The invention of the voltaic pile – the first primitive battery – at the dawn of the 19th century enabled scientists to conduct experiments that were never possible before possible. Just six weeks after Alessandro Volta demonstrated the pile to the Royal Society of London, English scientists William Nicholson and Anthony Carlisle copied his design to make a voltaic pile of their own. By experimenting with the apparatus, they became the first men to separate water into its component elements —hydrogen and oxygen. Shortly thereafter, English chemist Humphry Davy used a similar process to separate a number of other compounds into their basic components. The process first invented by Nicholson and Carlisle and then perfected by Davy is known as electrolysis, and involves the use of an electric current to cause a chemical reaction.

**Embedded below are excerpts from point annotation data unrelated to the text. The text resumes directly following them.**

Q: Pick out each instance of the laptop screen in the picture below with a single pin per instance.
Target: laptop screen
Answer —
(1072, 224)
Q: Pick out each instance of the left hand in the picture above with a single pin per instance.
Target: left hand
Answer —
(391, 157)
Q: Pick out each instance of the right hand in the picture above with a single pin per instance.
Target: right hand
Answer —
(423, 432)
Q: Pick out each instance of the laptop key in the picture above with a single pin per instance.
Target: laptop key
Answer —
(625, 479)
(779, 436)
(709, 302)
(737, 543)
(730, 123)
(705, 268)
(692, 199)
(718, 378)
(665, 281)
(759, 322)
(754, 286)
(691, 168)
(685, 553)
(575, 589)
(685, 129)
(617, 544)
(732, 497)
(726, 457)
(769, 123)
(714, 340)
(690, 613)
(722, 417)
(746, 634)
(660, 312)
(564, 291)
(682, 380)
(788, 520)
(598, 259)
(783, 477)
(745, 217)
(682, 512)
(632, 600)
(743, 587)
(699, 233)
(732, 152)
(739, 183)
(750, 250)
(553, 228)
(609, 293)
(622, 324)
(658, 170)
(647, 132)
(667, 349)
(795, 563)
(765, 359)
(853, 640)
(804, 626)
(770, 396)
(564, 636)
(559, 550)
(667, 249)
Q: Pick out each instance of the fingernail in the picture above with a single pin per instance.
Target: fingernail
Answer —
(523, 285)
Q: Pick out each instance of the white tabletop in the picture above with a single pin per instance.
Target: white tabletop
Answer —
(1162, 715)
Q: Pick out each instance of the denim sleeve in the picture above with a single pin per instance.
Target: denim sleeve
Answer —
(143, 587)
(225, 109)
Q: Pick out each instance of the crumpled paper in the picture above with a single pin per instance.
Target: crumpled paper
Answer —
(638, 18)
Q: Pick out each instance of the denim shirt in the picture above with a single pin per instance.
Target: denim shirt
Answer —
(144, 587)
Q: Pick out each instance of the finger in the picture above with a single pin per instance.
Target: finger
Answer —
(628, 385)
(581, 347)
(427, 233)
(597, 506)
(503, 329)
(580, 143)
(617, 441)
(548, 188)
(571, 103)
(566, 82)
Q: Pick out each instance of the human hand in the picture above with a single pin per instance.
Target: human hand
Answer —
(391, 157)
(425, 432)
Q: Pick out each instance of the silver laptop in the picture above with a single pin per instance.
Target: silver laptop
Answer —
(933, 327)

To perform electrolysis, Davy used a special trough such as the one illustrated here. In it he placed a liquid and a pair of electrodes connected to a voltaic pile. One electrode, called the cathode, carried a negative charge (a surplus of electrons); the other, termed the anode, had a positive charge (a deficit of electrons). Liquids (as well as gases and solids) that are electrolytes are made up of ions (charged atoms), and can therefore conduct an electric current by passing electrons from one ion to another. Whenever Davy applied a voltage to an electrolyte in his trough, chemical reactions occurred at the immersed electrodes. Each electrode attracted oppositely charged ions. Ions coming into contact with the cathode tended to gain electrons, those that touched the anode tended to lose electrons. As a result, different elements or compounds became isolated around the opposing electrodes.
Through electrolysis, Davy became the first to isolate potassium, sodium, calcium, magnesium and other elements from liquid compounds. Perhaps even more importantly, Davy changed the very definition of what an acid was by discovering that hydrogen and chlorine are the only elements in hydrochloric acid (known at the time as muriatic acid). Before Davy’s discovery, most scientists believed Antoine-Laurent Lavoisier’s theory that oxygen was an essential part of all acids.